Es ist der 21. Januar 1941, ein Dienstag, wie wir erfahren, an dem die Geschichte einsetzt. Leontine Philippi, Kronstädter Patriziertochter, hat ihrer Heimatstadt viele Jahre zuvor den Rücken gekehrt und ist nach Zeiden gezogen, wo sie das Haus des „Aviatikers“ Albert Ziegler mit allem Hausrat, Möbeln, ja sogar Kleidung gekauft hat. Obwohl die gebildete, frauenbewegte Leontine offen ihre Meinung sagt, die oft genug nicht der gängigen entspricht, wird sie respektiert und hat einen festen Platz in der Zeidner Gesellschaft. „Zigarette im Mundwinkel, rechte Hüfte gereckt, darauf stützen sich der Ellbogen und darüber die Zeitung im Gleichgewicht“ – so steht sie in der Küche, Zigarette und Zeitung als Zeichen ihrer Unabhängigkeit und Bildung; gescheit ist sie und durchschaut die Menschen – „Sie wechselte ihre Miene unvermittelt und wusste, verflixt und zugenäht, sie wusste Bescheid“ – und mähen mit der Sense kann sie auch, schlüpft dafür aus praktischen Gründen in Zieglers Kleider, die ja ohnehin im Haus sind und sonst nicht gebraucht würden. Diese gleich zu Beginn eingeführte starke Frauenfigur verliert im Verlauf des Romans leider an Kontur und teilt sich einem inneren Monolog gleich fast nur noch durch ihre Gedanken mit, die einen großen Teil der 250 Seiten einnehmen.

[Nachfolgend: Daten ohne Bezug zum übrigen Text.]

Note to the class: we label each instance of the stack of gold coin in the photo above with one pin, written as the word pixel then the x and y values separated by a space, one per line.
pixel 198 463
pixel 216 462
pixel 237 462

Ihr Gegenüber ist Franz Herfurth, ein Freund Leontines aus Kronstädter Kindertagen, der in Zeiden als Schularzt wirkt und im Gegensatz zu ihr mit den Nationalsozialisten sympathisiert. „Ich wette, die Deutschen geben uns die Drecksarbeit!“, hat Leontine ihm bei ihrem letzten Treffen wütend entgegengeschleudert; seitdem gehen sie einander aus dem Weg. Vorbei ist es mit den fruchtbaren Streitgesprächen – selten genug in diesen Zeiten zwischen Mann und Frau – und beiden tut es nicht leid. Ihr nicht, weil sie mit dem „Rassenschmarrn“ nichts anfangen kann und der Meinung ist, dass sich die Siebenbürger Sachsen mit den Rumänen, zu denen sie schließlich seit 1918 gehören, zusammentun und nicht gemeinsame Sache mit den verräterischen Deutschen machen sollten, und ihm nicht, weil er sich im hierarchischen nationalsozialistischen Gefüge aufgehoben fühlt, nachdem seine Bemühungen um eine eigene Praxis erfolglos geblieben sind, und sich als „Volksdeutscher“ in der Gloriole des Reiches sonnt. Auch Herfurth bleibt als Figur unscharf; was ihn antreibt, lässt sich während seiner Wanderung zum Zeidner Waldbad am 21. Januar 1941 nur erahnen. Der Konflikt zwischen diesen beiden zentralen Figuren aber spiegelt wider, was sich wie ein Riss durch die ganze Gemeinde zieht.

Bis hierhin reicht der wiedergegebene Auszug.